De corrosie van factievorming
Een van de grote kwaliteiten van Beeckmans boek is de manier
waarop ze Machiavelli’s ideeën inzichtelijk en relevant maakt door ze elegant
en schijnbaar moeiteloos op talrijke hedendaagse kwesties te betrekken, van de
bankencrisis over de klimaatcrisis tot de mediaperikelen van Franse presidenten
en de exploten van ras- en genderactivisten. Daarbij heeft ze met name
uitgebreid aandacht voor de manier waarop identiteitspolitiek vandaag de
integriteit van de polis ondermijnt. Deze thematiek loopt als een rode
draad door het boek. Dat mag niet verbazen aangezien identiteitspolitiek een
angstcultuur genereert – terwijl angst volgens Machiavelli nu net de slechtste
raadgever is, zowel voor de individuele mens als voor de politicus. De
polarisering die vandaag in de maatschappij zichtbaar is, kan men met name inzichtelijk
maken met Machiavelli’s begrip van factievorming, wat betekent
‘dat er burgers zijn die zich verenigen op basis van
gemeenschappelijke belangen of visies. Zij vinden de strevingen van andere
groepen burgers niet legitiem en beschouwen hen als vijanden die (definitief)
verslagen moeten worden. Machiavelli vermeldt drie mogelijke bedreigende
factievormingen: op basis van geloof, van clan, of van ongelijkheid. In elk van
deze gevallen beleven leden van de groep uitsluitend loyaliteit aan de eigen
groep. Ze herleiden het algemeen belang tot het groepsbelang. Factievorming
leidt ook tot tirannie of autoritaire machtsuitoefening’.
Factievorming is een van de
meest fundamentele bedreigingen van de integriteit van de staat en er valt dan
ook veel te leren uit een analyse van de politieke en sociale dynamiek die dit
proces stuurt. Het inzicht dat factievorming de politieke of ideologische
opponent reduceert tot een vijand is een cruciaal gegeven: een opponent is
iemand met wie men fundamenteel, indien nodig zelfs luidruchtig, maar
uiteindelijk vredevol van mening kan verschillen en met wie men compromissen
kan sluiten. Een vijand vertegenwoordigt daarentegen een radicale andersheid:
een verschil dat niet te overbruggen is en geen enkele legitimiteit heeft. Een
vijand wordt als minderwaardig beschouwd en dit is vaak een uitnodiging tot
vernedering. Waar men de argumenten van de opponent probeert te weerleggen,
wordt de vijand ontmenselijkt en gedemoniseerd. Vernedering speelt hierin een
cruciale rol. Beeckman verwijst expliciet (en in een zeer lucide uiteenzetting)

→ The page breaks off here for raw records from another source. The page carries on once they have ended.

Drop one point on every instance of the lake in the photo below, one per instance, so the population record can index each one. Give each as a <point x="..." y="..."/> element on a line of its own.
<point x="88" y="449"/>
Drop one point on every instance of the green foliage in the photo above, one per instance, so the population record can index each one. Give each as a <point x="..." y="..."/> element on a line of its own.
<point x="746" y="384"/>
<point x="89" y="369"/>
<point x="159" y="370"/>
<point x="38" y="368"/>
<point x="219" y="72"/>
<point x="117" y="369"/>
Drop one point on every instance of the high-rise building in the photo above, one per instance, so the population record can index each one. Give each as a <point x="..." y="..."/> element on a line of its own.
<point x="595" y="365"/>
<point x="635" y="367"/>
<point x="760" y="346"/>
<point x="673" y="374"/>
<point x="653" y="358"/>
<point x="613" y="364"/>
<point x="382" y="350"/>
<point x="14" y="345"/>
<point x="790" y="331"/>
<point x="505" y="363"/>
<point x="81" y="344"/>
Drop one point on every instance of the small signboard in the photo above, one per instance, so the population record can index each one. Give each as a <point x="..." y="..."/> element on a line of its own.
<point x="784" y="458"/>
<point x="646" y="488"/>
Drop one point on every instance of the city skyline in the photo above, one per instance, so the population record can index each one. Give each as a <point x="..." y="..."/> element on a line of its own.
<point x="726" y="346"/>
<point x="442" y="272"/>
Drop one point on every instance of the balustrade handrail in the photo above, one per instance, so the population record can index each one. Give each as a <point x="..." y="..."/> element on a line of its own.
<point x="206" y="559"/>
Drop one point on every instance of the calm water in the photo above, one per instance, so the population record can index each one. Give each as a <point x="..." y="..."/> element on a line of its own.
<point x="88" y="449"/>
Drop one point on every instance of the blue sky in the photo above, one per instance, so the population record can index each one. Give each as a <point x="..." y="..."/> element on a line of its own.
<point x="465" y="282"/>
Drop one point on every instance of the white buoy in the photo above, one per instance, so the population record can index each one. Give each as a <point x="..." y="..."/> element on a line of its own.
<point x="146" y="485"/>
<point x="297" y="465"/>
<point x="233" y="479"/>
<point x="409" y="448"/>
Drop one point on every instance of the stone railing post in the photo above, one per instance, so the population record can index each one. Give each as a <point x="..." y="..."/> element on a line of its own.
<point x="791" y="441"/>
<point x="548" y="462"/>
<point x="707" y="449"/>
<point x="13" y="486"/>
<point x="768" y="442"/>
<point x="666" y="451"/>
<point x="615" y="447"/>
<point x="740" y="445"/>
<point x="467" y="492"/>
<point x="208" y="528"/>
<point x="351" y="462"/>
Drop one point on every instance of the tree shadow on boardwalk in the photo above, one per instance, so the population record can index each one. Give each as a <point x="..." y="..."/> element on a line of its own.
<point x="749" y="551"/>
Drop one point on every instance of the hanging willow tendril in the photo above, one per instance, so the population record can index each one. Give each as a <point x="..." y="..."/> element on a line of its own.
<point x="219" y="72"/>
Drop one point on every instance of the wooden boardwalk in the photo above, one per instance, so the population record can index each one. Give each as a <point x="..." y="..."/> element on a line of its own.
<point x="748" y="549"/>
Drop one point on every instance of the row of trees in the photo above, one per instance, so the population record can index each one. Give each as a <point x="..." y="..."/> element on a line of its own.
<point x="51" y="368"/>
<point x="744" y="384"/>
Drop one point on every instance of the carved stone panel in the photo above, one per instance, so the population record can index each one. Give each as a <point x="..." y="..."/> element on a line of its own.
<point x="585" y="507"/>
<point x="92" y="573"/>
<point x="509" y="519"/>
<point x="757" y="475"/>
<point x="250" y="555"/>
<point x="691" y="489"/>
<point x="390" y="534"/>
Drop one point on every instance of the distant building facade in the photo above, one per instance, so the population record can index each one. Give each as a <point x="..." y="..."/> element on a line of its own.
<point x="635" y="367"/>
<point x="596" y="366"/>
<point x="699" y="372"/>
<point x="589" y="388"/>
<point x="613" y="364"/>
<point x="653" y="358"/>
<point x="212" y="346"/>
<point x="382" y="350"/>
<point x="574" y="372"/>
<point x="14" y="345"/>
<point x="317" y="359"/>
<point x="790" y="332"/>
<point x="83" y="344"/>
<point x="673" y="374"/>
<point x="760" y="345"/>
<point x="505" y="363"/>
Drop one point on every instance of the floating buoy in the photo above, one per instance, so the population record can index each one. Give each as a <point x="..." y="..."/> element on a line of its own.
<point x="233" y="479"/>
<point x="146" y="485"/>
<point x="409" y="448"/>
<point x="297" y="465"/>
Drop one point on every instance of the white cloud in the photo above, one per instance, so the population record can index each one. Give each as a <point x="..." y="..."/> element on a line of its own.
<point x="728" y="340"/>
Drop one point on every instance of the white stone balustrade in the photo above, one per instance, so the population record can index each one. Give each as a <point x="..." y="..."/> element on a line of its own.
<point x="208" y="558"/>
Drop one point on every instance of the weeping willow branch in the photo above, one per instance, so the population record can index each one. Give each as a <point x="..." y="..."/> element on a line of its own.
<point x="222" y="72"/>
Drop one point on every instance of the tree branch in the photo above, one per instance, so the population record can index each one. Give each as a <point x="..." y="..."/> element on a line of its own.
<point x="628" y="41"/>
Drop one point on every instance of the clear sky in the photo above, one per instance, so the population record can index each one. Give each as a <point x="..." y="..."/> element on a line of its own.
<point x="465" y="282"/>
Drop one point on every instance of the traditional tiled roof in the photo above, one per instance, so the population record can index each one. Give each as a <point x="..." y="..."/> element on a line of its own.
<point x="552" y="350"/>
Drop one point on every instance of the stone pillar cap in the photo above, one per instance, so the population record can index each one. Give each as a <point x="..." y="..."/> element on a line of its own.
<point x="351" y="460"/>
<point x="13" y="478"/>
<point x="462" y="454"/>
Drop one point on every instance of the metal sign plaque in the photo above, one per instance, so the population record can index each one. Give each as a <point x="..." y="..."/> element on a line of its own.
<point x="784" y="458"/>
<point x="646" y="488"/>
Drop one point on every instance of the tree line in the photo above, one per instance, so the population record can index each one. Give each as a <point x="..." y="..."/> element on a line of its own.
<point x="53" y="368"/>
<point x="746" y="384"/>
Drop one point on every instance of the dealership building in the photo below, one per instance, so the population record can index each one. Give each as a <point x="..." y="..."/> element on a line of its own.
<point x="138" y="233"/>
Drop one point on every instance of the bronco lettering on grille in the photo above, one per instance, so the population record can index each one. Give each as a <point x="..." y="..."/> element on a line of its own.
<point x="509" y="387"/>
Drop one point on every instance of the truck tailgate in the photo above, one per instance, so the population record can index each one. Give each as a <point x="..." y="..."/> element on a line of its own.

naar de manier waarop call-out culture en cancel culture
intrinsiek op dehumanisering gericht zijn, met name in de discussie rond ras.
Blanke mensen moeten vandaag immers het hoofd buigen en schuld bekennen voor historisch
onrecht dat ze zelf niet hebben begaan – en met name ook voor het intrinsieke
kwaad (namelijk ‘wit privilege’) dat zogezegd onverbrekelijk verbonden is met
hun huidskleur – wat zelf een radicaal racistische gedachte is.
Machiavelli
waarschuwde voor dergelijke tactieken. Een vernederde opponent wordt door de
vernedering immers gedwongen om jou ook niet langer als een opponent te zien
maar als een vijand – hoe kun je immers anders kijken naar iemand die jou tot
in je diepste wezen vernedert? Hoe kun je met zo iemand nog een dialoog
aangaan? Je opponent vernederen genereert aandacht, schrijft Beeckman, maar het
is een vorm van geweld die zich uiteindelijk tegen je eigen zaak keert. ‘Steeds
als je iemand vernedert, verlies je een mogelijke bondgenoot’. Maar het wordt
nog erger. Facties gebaseerd op identiteit of (meer relevant voor het
tijdsgewricht van Machiavelli zelf) religieuze overtuiging hanteren vaak een
utopisch wereldbeeld en zijn gemotiveerd door een verlangen om alle onrecht,
ongelijkheid, geweld, discriminatie, of immoraliteit uit de wereld te bannen.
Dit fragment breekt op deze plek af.